Generation Parameters Architecture

This document explains the design and implementation of unified generation parameters (temperature, seed, thinking/reasoning) across all AbstractCore providers.

Design Principles Architecture Overview Parameter Hierarchy Provider-Specific Implementation Thinking / Reasoning Control (Unified) Session Integration Code Quality Benefits Future Extensibility Testing Strategy Performance Considerations Backward Compatibility Empirical Verification (Best-Effort)

Design Principles

1. Interface-First Design

Parameters are declared at the AbstractCoreInterface level, ensuring: - Consistent API contract across all providers - Type safety and documentation at the interface level - Automatic inheritance by all provider implementations

2. DRY (Don't Repeat Yourself)

Common parameters are handled centrally to avoid: - Code duplication across 6 providers - Inconsistent parameter handling - Maintenance overhead for parameter changes

3. Graceful Degradation

Providers that don't support certain parameters: - Accept the parameters without error - Issue appropriate warnings (e.g., Anthropic seed warning) - Maintain consistent API behavior - Provide fallback mechanisms where possible

Architecture Overview

AbstractCoreInterface (interface.py)
├── temperature: float = 0.7        # Interface-level default
├── seed: Optional[int] = None       # Interface-level default
├── thinking: Optional[bool|str] = None  # Unified thinking/reasoning control (best-effort)
└── _validate_parameters()           # Validation logic

BaseProvider (base.py)
├── _prepare_generation_kwargs()     # Unified parameter processing
├── _extract_generation_params()     # Parameter extraction helper
├── _apply_thinking_request()        # Provider-agnostic + provider-specific thinking mapping
└── Parameter fallback hierarchy     # kwargs → instance → defaults

Individual Providers
├── Provider-specific parameters only (top_p, frequency_penalty, etc.)
├── Provider-specific parameter mapping
└── Native API integration

Parameter Hierarchy

Parameters follow a clear precedence order:

Method-level kwargs (highest priority) python llm.generate("Hello", temperature=0.9, seed=123)
Instance-level parameters python llm = create_llm("openai", temperature=0.5, seed=42)
Interface defaults (lowest priority) python # temperature=0.7, seed=None (from AbstractCoreInterface)

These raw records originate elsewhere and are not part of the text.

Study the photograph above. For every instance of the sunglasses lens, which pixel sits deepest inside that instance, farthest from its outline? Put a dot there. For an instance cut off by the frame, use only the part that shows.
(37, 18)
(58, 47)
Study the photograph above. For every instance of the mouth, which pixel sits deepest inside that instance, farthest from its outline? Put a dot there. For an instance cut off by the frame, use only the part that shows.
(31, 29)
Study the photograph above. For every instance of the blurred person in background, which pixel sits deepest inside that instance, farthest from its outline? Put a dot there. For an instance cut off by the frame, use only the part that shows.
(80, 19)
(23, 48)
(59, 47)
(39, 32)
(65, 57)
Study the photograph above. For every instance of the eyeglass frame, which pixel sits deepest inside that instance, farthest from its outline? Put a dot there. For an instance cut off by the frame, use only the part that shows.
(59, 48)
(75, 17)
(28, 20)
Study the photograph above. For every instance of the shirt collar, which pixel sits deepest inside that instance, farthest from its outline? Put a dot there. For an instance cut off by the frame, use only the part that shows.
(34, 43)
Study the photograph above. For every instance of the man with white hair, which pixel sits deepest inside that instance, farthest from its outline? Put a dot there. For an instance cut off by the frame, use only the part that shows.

Provider-Specific Implementation

Native Support (OpenAI, Ollama, LMStudio, HuggingFace)

# Direct parameter mapping to provider API
call_params["temperature"] = params["temperature"]
if "seed" in params:
    call_params["seed"] = params["seed"]

Graceful Fallback (Anthropic, MLX)

# Accept parameters but log limitation
if "seed" in params:
    self.logger.debug(f"Seed {params['seed']} requested but not supported - logged for debugging")

Portkey gateway (pass-through)

Portkey is a routing gateway that forwards payloads to many backends (OpenAI, Anthropic, Gemini, Grok, etc.). To avoid sending defaults that strict models reject, the Portkey provider:

Forwards optional generation parameters only when explicitly set by the user (constructor or generate() kwargs).
Drops unsupported parameters for OpenAI reasoning families (gpt-5/o1), and uses max_completion_tokens instead of max_tokens for those models.
Keeps legacy max_tokens for non-reasoning families to preserve compatibility with older backends.

Thinking / Reasoning Control (Unified)

Modern models may expose “thinking”/“reasoning effort” as either: - a request-side control (enable/disable or low/medium/high), and/or - a separate output channel (provider fields or inline tags).

AbstractCore exposes a single best-effort parameter:

response = llm.generate("Solve this", thinking=None)      # auto (provider/model default)
response = llm.generate("Solve this", thinking="off")     # try to reduce/disable thinking
response = llm.generate("Solve this", thinking="on")      # enable thinking
response = llm.generate("Solve this", thinking="high")    # set reasoning effort (when supported)
print(response.metadata.get("reasoning"))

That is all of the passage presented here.